Seit März vergibt das Haus Heckengäu frei werdende Plätze nur an Interessenten, die ihren Hausarzt „mitbringen“. Der Hausarztmangel hat für die Versorgung von pflegebedürftigen Menschen bislang völlig unbeachtete Konsequenzen. „Schon länger ist die ärztliche Betreuung ein Problem bei Interessenten für die Kurzzeitpflege, die ja meist kurzfristig eine Versorgung benötigen und teils weiter entfernt vom Wohnort für bis zu zwei Monate im Heim versorgt werden.
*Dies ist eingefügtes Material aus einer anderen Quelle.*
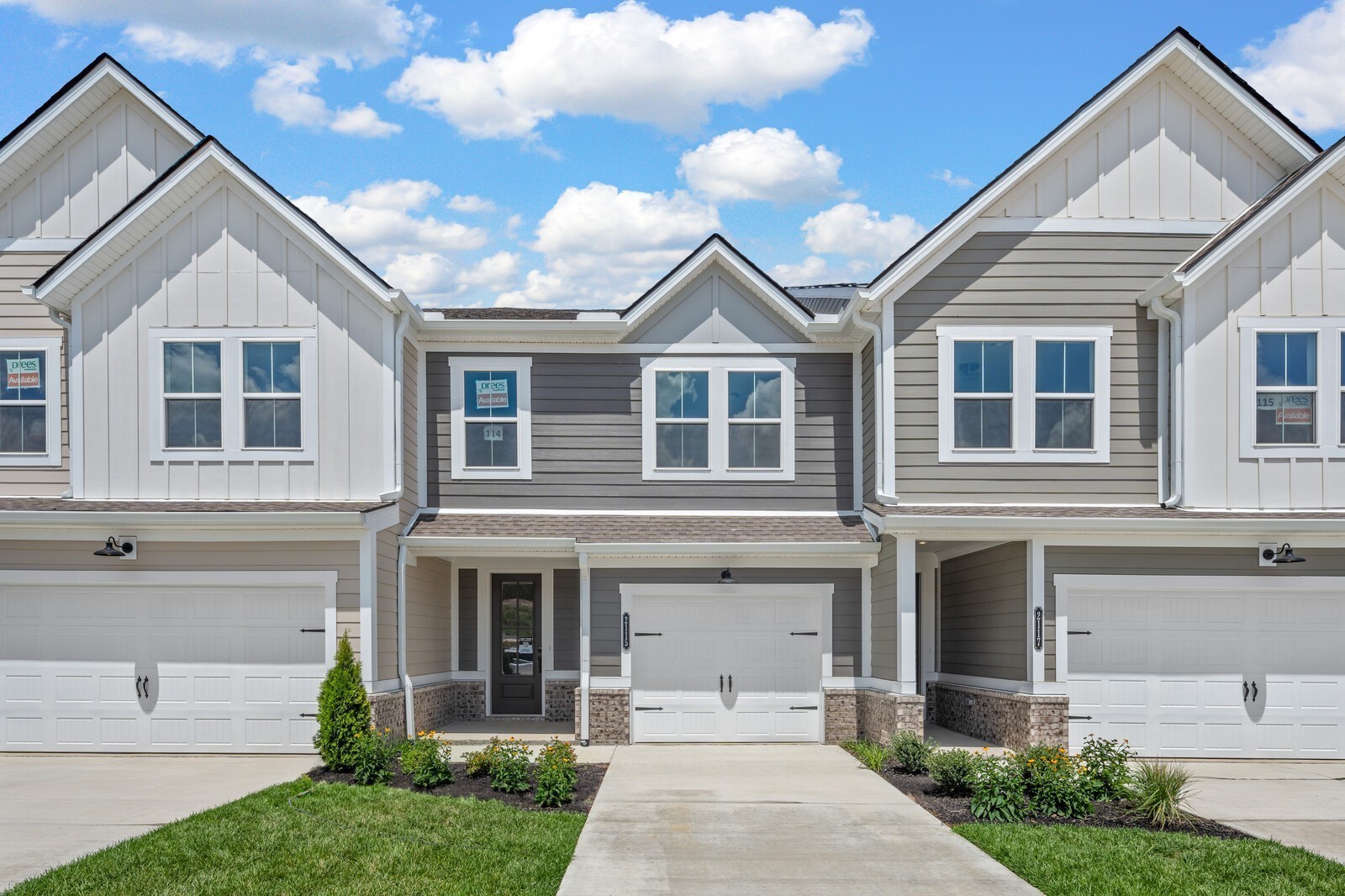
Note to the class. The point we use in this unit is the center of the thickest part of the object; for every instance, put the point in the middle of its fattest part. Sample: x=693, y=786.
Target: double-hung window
x=235, y=394
x=1024, y=394
x=719, y=419
x=491, y=419
x=30, y=403
x=1293, y=387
Dass ein Mangel der ärztlichen Versorgung nun auch einen wohnortnahen Umzug zur Langzeitpflege verhindert, ist bitter“, so Ingrid Hastedt, Vorstandsvorsitzende des Wohlfahrtswerks für Baden-Württemberg.
„Für uns als Haus ist das eine katastrophale Entwicklung“, erklärt Einrichtungsleitung Christiane Köhlerschmidt. „Wir müssen jetzt Menschen ablehnen, die ihr ganzes Leben hier am Ort verbracht haben, obwohl wir einen Platz für sie hätten.“ Grundsätzlich schwierig ist die Ansprechbarkeit der Arztpraxen vor Ort auch in der aktuellen Urlaubszeit. Es muss sich also dringend etwas in der Region ändern. Wie die Kassenärztliche Vereinigung informierte, wird derzeit an neuen Konzepten gearbeitet, um die Problematik aufzulösen. Das Wohlfahrtswerk hat sich als Entwicklungspartner angeboten, um diese Innovation voran zu treiben. „Wir wollen nicht das Hausarztsystem in Frage stellen. Aber wir benötigen eine handhabbare Lösung, um unsere Bewohner bedarfsgerecht versorgen zu können“, erklärt Ingrid Hastedt.
Bildunterschrift:
Richten und Gabe von Medikamenten zählt zu den Aufgaben der Behandlungspflege.
© Wohlfahrtswerk für Baden-Württemberg
Über das Haus Heckengäu
Das Haus Heckengäu in Heimsheim (Enzkreis) verfügt über 60 Plätze im Pflegeheim, davon 6 Plätze für die Kurzzeitpflege. Im Haus befindet sich auch eine Tagespflege für Senioren mit 12 Plätzen. Benachbart ist die Seniorenwohnanlage Sonnenbühl mit 18 Appartements. Weitere Informationen zum Haus Heckengäu finden Sie auf www.wohlfahrtswerk.de/haus-heckengäu.
Das Wohlfahrtswerk für Baden-Württemberg
Das Wohlfahrtswerk engagiert sich seit Jahrzehnten für die Weiterentwicklung von Wohnformen im Alter und damit zusammenhängenden Berufsprofilen. Aktueller Entwicklungs-Schwerpunkt der Stiftung bürgerlichen Rechts ist ein die Ausdifferenzierung von Dienstleistungen für die Häuslichkeit. Dazu zählen die leistungsrechtlich neuen ambulanten Betreuungsdienste, die Nutzung digitaler Instrumente durch pflegende Angehörige, Empowerment von Senioren in der digitalen Welt, die Qualifizierung von Alltagsbegleitern ebenso wie Einsatzprofile von Pflege-Akademikern.
Die Stiftung betreut rund 2.000 ältere Menschen in ihren Pflegeheimen und Seniorenwohnanlagen. Hinzu kommen Mobile (Pflege-)Dienste, eine eigene Entwicklungsabteilung und ein großes Bildungszentrum. Dem Stiftungsauftrag dient auch die Herausgabe der 2022 im 169. Jahrgang erscheinenden Fachzeitschrift ‚Blätter der Wohlfahrtspflege‘. Das Wohlfahrtswerk ist Mitglied im Paritätischen Wohlfahrtsverband.